More than anything, I want personal websites to be more personal. ❧
Those in the IndieWeb want this too!! I definitely do.
Annotated on August 12, 2020 at 10:03AM
How might one escape a book’s shackled sense of time, extending the authored experience over weeks and months?
The best introduction to many of these methods and their pedagogic uses is best described by Lynne Kelly‘s book Knowledge and Power in Prehistoric Societies: Orality, Memory, and the Transmission of Culture (Cambridge University Press, 2015).
If they take her ideas as a basis and then layer on their own thinking, I think they’ll get much further much quicker. Based on my reading of their work thus far, they’re limiting themselves solely with western and modern cultures or at least those of a post-Peter Ramus world.
As an example, I’ve recently been passively watching the Netflix series The Who Was? Show which is geared toward children, but it does a phenomenal job of creating entertaining visuals, costumes, jokes, songs, dances, over-the-top theatricality, and small mnemonic snippets to teach children about famous people in our culture. Naturally this is geared toward neophytes, but it’s memorable, especially when watched with some spaced repetition.
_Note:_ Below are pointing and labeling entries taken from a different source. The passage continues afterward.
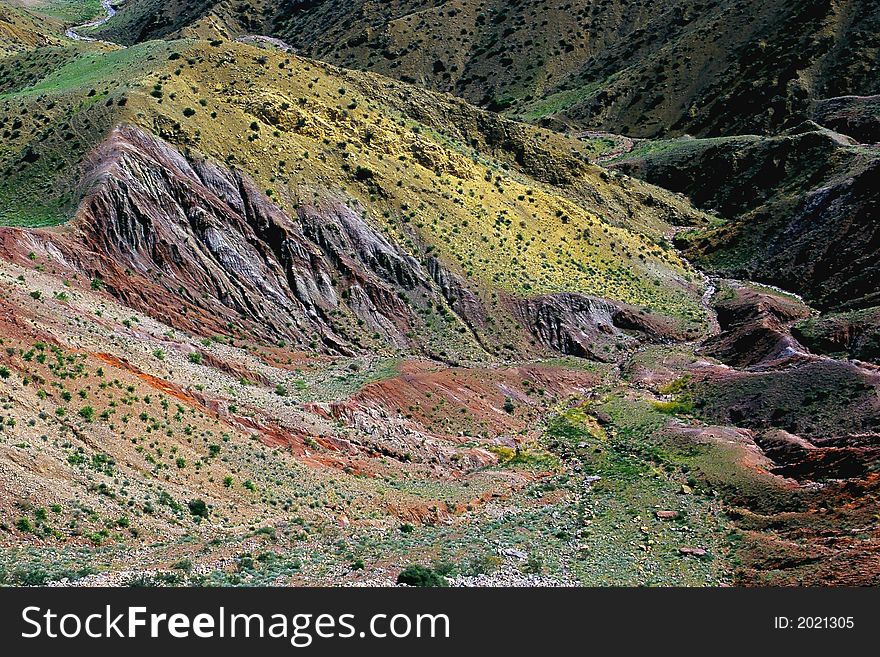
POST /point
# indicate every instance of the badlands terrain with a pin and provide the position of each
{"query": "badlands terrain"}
(305, 293)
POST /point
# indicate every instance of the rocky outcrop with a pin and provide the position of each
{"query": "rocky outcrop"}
(202, 248)
(755, 327)
(587, 327)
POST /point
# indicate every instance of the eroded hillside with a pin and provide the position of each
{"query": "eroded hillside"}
(265, 320)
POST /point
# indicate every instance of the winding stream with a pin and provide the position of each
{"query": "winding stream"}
(72, 32)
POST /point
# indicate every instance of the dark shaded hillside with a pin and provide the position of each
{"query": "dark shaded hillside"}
(802, 209)
(642, 67)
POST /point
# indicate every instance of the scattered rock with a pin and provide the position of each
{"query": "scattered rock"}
(692, 552)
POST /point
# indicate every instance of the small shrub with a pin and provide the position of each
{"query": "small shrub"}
(198, 508)
(420, 576)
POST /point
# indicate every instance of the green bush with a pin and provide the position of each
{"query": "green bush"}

To follow it up properly it needs the next 10 layers of content and information to provide the additional depth to move it from children’s knowledge to adult and more sophisticated knowledge. Naturally this should be done at a level appropriate to the learner and their age and sophistication and include relevant related associative memory techniques, but it’s a start.
I’ll note that our educational system’s inability to connect (or associate) new knowledge with previous knowledge is a major drawback.